Birmingham, Greater Manchester and Oxford have all committed to procure only zero-emission buses from 2025 in a bid to reduce air pollution and make their cities ‘healthier.’
The leaders of the three authorities signed up to the C40 Fossil-Fuel-Free Streets Declaration which includes a series of targets aimed at making cities zero emission by 2030.
They join other cities such as London, Tokyo, Seoul, Warsaw and Oslo.
Signatories to the Declaration ‘envision a future where walking, cycling and shared transport are how the majority of citizens move around our cities.’
Along with a number of other targets, the leaders of Birmingham, Greater Manchester and Oxford will now be required to collaborate with suppliers, fleet operators and businesses to accelerate the shift to zero-emission vehicles and reducing vehicle miles in cities.
Air pollution currently cuts short about 40,000 lives across the UK every year, and health experts have warned that there is no safe level of NO2.
‘Today, I stand alongside the mayors of some of the greatest cities in the world. I’m committed to a cleaner, greener and healthier future for Greater Manchester,’ said mayor of Greater Manchester, Andy Burnham.
‘Around a third of greenhouse gas emissions in our city-region come from transport and road traffic is the biggest source of air pollution.
‘We are currently developing a Clean Air Plan for Greater Manchester to help tackle this urgent health and environmental issue.’
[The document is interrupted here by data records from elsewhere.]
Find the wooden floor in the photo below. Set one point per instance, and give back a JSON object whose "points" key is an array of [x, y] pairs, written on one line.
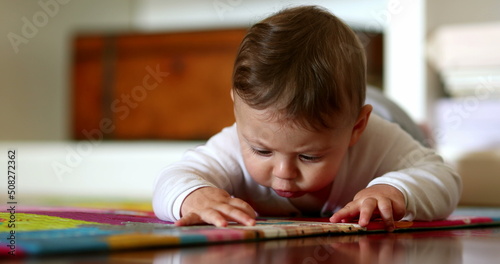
{"points": [[475, 245]]}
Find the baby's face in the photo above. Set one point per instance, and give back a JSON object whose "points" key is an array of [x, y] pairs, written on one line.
{"points": [[289, 159]]}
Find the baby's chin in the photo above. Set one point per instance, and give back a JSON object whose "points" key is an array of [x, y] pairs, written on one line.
{"points": [[289, 194]]}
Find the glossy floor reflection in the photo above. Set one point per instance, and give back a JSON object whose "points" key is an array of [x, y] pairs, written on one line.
{"points": [[480, 245]]}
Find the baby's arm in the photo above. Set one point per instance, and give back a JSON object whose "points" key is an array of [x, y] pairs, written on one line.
{"points": [[214, 206], [415, 179], [380, 200], [197, 188]]}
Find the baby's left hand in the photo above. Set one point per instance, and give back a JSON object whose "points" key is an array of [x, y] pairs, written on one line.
{"points": [[380, 200]]}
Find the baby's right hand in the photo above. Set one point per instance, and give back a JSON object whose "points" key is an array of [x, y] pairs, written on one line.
{"points": [[214, 206]]}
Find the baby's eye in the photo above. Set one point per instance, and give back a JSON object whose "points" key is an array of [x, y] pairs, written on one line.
{"points": [[261, 152], [309, 158]]}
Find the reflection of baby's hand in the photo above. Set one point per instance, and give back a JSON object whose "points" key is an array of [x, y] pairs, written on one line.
{"points": [[214, 206], [379, 200]]}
Cllr Waseem Zaffar, cabinet member for transport and environment at Birmingham City Council, said: ’In Birmingham, we are committed to addressing the issue of air quality and are currently working on proposals for a Clean Air Zone which will see the most polluting vehicles charged to enter the city centre as we move to encourage more people to walk, cycle or use public transport instead.
‘We want to work with our partners at Transport for West Midlands to bring forward the cleanest bus fleet possible to help us achieve a city where our children, their children and future generations to come all have access to clean air, as is their basic human right.’
‘Oxford City Council is listening intently to the Oxford scientists and their warnings about the threat of a warming world and air pollution,’ said Tom Hayes, Oxford City Council Cabinet member for a safer and greener environment.
‘The rise in temperatures isn’t inevitable, it’s a choice, and this city council chooses a sustainable city that works for everyone.
‘From 2020, we’re set to become the world’s first zero emissions zone to clean up our dirty air and reduce the harmful effects of pollution.’